Thursday, April 05, 2007

Ailing Margate widow, 85, fights condo board to preserve her independence: South Florida Sun-Sentinel
Here is another one of those isolated anecdotal-type things that are so unrepresentative of the blissful life millions of people are enjoying in condomiminums:

Rose Normoyle worked as a real-life Rosie the Riveter in an aircraft factory during World War II, building the planes that helped America preserve freedom. Now, she's fighting her condo board so she can maintain her own freedom.At 85, her memory is failing, she is confined to a wheelchair and she must have 24-hour care.
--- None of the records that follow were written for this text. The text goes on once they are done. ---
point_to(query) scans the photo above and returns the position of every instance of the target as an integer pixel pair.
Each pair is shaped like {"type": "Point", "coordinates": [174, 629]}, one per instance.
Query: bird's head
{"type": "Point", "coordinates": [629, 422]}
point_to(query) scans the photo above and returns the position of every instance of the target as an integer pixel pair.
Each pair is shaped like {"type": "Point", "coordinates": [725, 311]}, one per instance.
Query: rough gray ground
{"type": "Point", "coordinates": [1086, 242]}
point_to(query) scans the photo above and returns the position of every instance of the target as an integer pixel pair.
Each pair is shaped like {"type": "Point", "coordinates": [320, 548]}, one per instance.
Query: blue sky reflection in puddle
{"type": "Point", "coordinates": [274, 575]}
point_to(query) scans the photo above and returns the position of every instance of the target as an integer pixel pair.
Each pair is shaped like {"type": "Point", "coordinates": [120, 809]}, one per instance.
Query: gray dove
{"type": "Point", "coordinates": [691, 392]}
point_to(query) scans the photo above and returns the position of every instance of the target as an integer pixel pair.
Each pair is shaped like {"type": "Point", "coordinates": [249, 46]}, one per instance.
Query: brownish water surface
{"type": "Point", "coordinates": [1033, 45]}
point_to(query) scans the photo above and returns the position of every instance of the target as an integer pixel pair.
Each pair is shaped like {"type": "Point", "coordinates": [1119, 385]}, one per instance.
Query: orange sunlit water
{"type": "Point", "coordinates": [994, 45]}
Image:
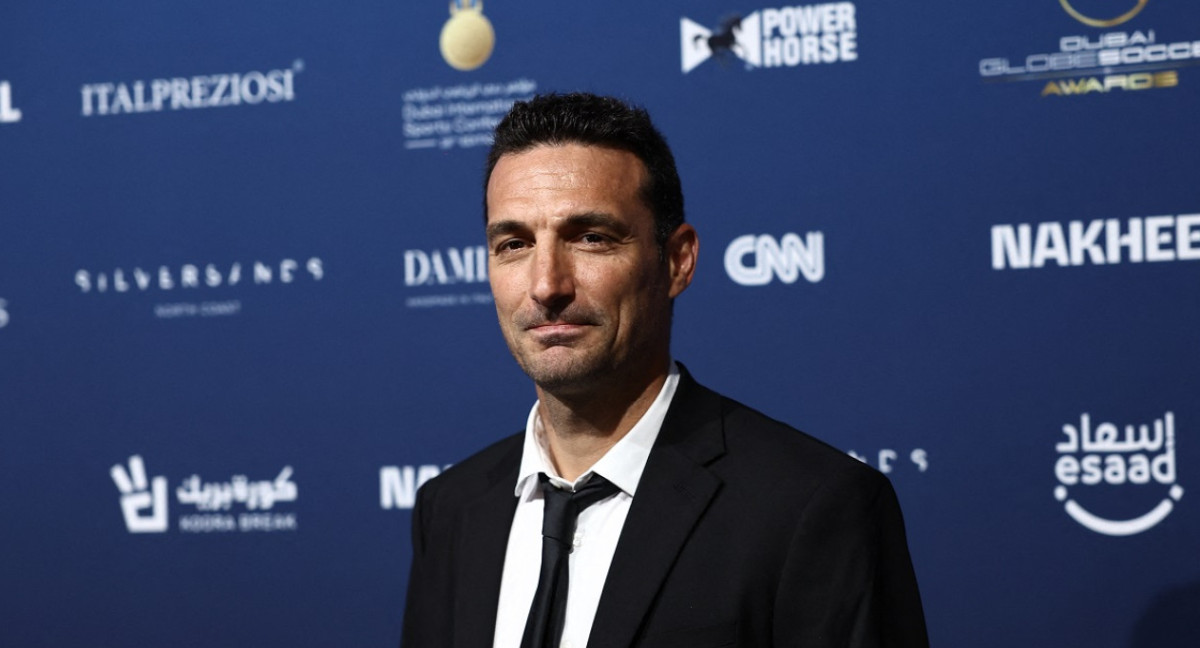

But Normoyle, a widow, doesn't want to move into a nursing home. Instead, she wants to remain in the apartment at Lakewood on the Green I, in Margate, that she bought in 1988 after moving from Long Island. With no children and living only on Social Security -- she gets no pension from her jobs assembling aircraft between 1941 and 1982 -- she can't afford caretakers. Her closest friend, retired New York City firefighter Louis D'Agostino, 69, of Coconut Creek, is paying two people to watch over her around the clock. He is half owner of the apartment. But the board considers the caretakers to be "unauthorized and-or transient occupants" and on Feb. 8 filed a lawsuit alleging their presence in the apartment violates association rules.